The BSD people knew this was a hack; they just did it anyway, probably because it was a very handy hack in their trusted local network environment. Unix has quietly inherited it ever since.

(Privileged ports are often called 'reserved ports', as in 'reserved for root only'. Even the 4.1c BSD usage here is inconsistent; the actual #define is IPPORT_RESERVED, but things like the rlogind manpage talk about 'privileged port numbers'. Interestingly, in 4.1c BSD the source code for the r* programs is hanging out in an odd place, in /usr/src/ucb/netser, along with several other things.
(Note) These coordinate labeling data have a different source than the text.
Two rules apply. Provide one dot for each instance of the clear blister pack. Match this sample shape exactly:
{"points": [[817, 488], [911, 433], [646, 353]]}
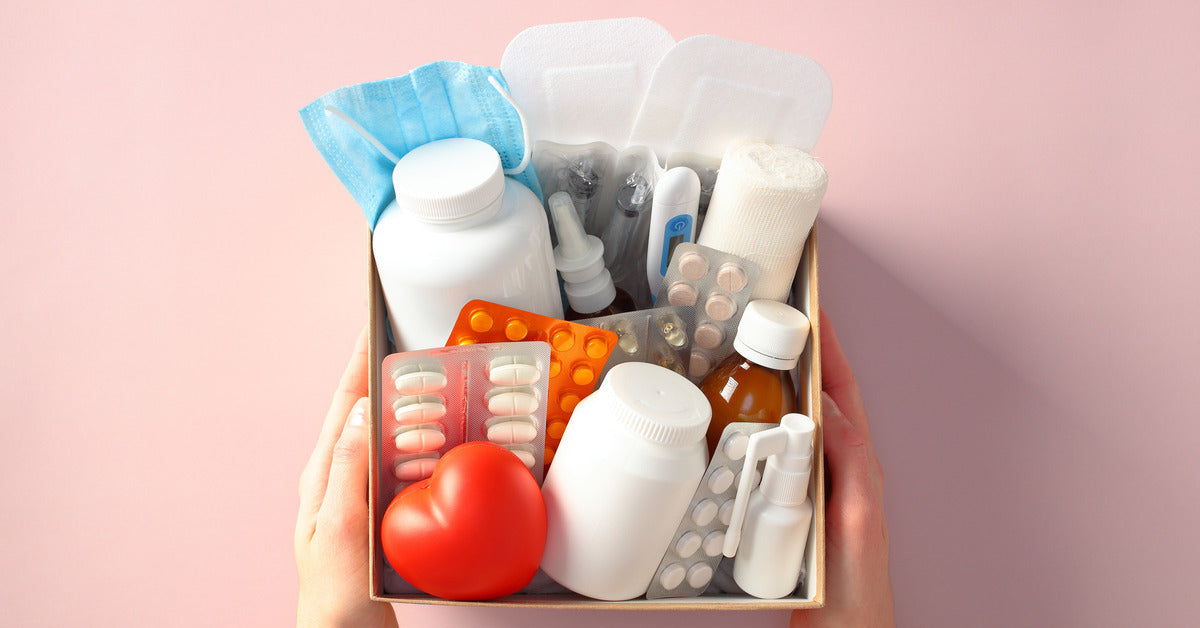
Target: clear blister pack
{"points": [[437, 399], [696, 548], [715, 287], [660, 335]]}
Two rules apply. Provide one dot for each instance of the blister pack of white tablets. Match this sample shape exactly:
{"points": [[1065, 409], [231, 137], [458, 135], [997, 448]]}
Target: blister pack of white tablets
{"points": [[715, 287], [660, 335], [695, 551], [437, 399]]}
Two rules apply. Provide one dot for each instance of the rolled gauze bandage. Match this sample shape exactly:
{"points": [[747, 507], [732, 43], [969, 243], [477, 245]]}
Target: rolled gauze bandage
{"points": [[763, 205]]}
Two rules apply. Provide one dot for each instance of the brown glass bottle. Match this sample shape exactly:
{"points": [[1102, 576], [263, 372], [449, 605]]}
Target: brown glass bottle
{"points": [[755, 383], [621, 304], [741, 390]]}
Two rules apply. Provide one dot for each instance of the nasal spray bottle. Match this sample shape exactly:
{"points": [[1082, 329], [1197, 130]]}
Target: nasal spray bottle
{"points": [[580, 261], [769, 528]]}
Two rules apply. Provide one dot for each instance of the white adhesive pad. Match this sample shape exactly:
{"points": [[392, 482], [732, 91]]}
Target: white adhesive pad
{"points": [[583, 82], [708, 91]]}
By the release of 4.2 BSD, they had all been relocated to /usr/src/ucb and /usr/src/etc, where you'd expect.)

PS: Explicitly using a privileged port when connecting to a server is one of the rare cases when you need to call bind() for an outgoing socket, which is usually something you want to avoid.

Sidebar: The BUGS section of rlogind and rshd is wise

In the style of Unix manpages admitting big issues that they don't have any good way of dealing with at the moment, the manpages of both rlogind and rshd end with:

.SH BUGS
The authentication procedure used here assumes the
integrity of each client machine and the connecting
medium.  This is insecure, but is useful in an ``open''
environment.

.PP
A facility to allow all data exchanges to be encrypted
should be present.

These issues would stay for a decade or so, getting slowly more significant over time, until they were finally fixed by SSH in 1995. Well, starting in 1995, the switch wasn't exactly instant and even now the process of replacing rsh and rlogin is sort of ongoing (and also).

BSDRcmdsAndPrivPorts written at 00:38:16; Add Comment

2017-06-17

One reason you have a mysterious Unix file called 2 (or 1)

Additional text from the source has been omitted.